#breakingupwithAmazon
Dear Amazon, it’s not you, it’s me. You make it so, so easy that I order things without paying attention. I don’t concentrate on the experience of buying. I feel like I depend on you too much. And you gave me that nice credit card that gives 5% back…thank you. That only made me love you more.
Now I see that I need you so much more than you need me. I need to take a break.
On the other hand, it might be you.
I don’t shop at Walmart because they’re so abusive to their employees, so why am I giving you a pass on worker mistreatment? Your recent move to a $15 / hour minimum wage looked good, until I saw that it also drops some warehouse employees out of profit sharing and bonus plans.
So, we’re taking a break until Easter, and then we’ll see where things stand.

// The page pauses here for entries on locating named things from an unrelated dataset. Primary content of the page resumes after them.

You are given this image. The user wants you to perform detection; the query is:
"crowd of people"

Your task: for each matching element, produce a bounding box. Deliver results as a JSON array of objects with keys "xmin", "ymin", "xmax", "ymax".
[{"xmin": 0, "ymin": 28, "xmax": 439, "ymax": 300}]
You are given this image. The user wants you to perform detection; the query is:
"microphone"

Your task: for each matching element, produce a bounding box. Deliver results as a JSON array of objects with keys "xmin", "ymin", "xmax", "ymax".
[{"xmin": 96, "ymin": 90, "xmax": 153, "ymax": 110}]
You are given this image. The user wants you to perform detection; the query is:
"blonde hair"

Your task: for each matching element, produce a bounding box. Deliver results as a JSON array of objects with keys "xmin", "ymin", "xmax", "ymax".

“Wow, Easter is late this year,” my good friend said, when I told her my plan. True. I’m going to miss you a lot.
I’m going to miss ordering stuff that comes in two days, before I could ever find time to get to the store. But the price is high, in workers stressed out about filling my order so fast. I think I can plan ahead.
I drive past three drugstores on my way to work – it can’t be that hard to stop, can it?
I do love the fair trade coffee…that’s hard to find out here in the world. But it’s not really fair trade is it, when the coffee is fairly sourced, but the person packing it can’t take a break to go to the bathroom?
I find myself wondering if I can exempt Kindle books…no human labor is involved to pack the book, right? I do wonder if the author is getting a fair payment. I seem to want fewer and fewer paper books, to my surprise. The books I want to read again and again are on my Kindle now. The pile of books to read by my bed has dwindled, and the pile on my Kindle has grown. I could just read the books I have. It makes me a feel a little panicky, but there’s always the old fashioned way. You know, the library.
Ah, Amazon, I’m going to miss you. I’ll see how I feel after Easter. You take care, now.